So I have the set $a=\{x+iy|y=x^3-3x^2+4x-1\}$ that connects $1+i$ and $2+3i$.
How do I parametrize a complex path of this?
Eventually I want to find $\int_a(12z^2-4iz)dz$ and it seemed to me the best way was to parametrize a path, but I wouldn't know how. Can somebody please help me?
Ok i will try to solve this as a 2nd order integration by curve.

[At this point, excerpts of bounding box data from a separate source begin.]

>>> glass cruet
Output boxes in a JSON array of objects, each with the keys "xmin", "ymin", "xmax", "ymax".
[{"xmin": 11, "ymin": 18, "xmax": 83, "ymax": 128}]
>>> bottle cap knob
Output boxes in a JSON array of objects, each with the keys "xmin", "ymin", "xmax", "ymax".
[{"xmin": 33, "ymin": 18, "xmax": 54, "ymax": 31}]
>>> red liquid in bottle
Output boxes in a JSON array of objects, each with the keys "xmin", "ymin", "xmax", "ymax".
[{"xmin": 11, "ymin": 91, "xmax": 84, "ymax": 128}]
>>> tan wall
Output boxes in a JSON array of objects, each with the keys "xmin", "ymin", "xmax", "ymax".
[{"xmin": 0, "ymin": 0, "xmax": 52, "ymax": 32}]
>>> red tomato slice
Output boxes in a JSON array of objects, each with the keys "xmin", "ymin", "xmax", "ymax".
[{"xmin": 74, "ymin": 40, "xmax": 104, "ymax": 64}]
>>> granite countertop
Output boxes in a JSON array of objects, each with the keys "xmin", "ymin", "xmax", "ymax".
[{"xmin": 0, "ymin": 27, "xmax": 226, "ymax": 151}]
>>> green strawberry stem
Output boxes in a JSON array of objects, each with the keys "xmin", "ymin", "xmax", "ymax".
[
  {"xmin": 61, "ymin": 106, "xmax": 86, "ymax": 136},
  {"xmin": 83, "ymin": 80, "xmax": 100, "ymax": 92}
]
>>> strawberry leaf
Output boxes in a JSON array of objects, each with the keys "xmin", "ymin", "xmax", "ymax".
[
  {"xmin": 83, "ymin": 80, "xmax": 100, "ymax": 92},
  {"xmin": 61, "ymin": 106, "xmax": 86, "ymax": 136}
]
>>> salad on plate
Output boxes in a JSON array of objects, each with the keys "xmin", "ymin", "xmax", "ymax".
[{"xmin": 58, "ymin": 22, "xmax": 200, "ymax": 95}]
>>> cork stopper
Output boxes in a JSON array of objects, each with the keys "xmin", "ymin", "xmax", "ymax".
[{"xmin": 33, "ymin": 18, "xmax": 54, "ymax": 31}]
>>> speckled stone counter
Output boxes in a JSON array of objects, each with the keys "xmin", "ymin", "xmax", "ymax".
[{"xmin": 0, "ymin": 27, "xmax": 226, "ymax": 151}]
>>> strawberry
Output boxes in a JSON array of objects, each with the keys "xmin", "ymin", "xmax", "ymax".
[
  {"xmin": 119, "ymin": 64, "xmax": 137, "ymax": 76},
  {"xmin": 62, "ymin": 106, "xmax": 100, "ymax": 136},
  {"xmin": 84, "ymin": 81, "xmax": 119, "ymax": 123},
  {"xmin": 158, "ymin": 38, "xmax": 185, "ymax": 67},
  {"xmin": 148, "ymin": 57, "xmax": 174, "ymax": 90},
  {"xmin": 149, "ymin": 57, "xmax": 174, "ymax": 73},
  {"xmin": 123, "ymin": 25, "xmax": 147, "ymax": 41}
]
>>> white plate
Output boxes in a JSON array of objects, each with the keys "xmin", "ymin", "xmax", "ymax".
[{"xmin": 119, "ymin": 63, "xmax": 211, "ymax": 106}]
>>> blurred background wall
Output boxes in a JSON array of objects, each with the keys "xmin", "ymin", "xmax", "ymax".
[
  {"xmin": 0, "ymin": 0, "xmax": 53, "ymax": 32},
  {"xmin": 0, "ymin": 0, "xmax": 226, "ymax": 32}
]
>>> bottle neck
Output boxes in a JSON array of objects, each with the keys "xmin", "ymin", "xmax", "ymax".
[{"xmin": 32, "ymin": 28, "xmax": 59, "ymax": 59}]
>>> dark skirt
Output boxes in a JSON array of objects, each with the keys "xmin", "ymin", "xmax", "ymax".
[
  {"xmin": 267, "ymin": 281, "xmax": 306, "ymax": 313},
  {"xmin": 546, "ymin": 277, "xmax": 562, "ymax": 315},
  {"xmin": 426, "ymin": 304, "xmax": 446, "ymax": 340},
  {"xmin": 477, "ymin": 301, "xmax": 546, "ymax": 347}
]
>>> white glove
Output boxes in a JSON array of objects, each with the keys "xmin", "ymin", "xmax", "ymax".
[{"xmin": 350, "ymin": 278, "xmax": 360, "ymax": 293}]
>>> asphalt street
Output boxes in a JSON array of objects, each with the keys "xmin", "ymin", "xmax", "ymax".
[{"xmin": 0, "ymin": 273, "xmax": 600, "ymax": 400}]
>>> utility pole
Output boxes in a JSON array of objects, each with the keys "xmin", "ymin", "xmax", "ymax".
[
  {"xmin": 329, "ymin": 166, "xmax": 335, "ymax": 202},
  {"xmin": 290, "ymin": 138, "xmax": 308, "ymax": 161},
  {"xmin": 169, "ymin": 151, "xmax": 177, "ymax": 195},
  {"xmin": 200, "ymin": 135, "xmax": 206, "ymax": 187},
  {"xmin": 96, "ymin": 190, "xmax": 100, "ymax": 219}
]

$\int_a (12x^2-12y^2+2ixy -4ix +4y)(dx+idy)$
$$ =\int_a (12x^2-12y^2+4y)dx+(-2xy+4x)dy + i\int_a(12x^2-12y^2+4y)dy+(2xy-4x)dx $$
These two integrals depend on the path chosen since $\frac{\partial Q}{\partial x}\ne \frac{\partial P}{\partial y}$
So i will take the path that you wanted
$\gamma(t)=(t,t^3−3t^2+4t−1)$ for $t\in[1,2]$
That gives us the integral by substituting $x$ for $t$ , $y$ for $t^3−3t^2+4t−1$ ,
$dx$ for $1dt$,
$dy$ for $(3t^2-6t+4)dt$
And the borders are $ [1,2] \ni t$
There is some work to be done but the integral itself is easy.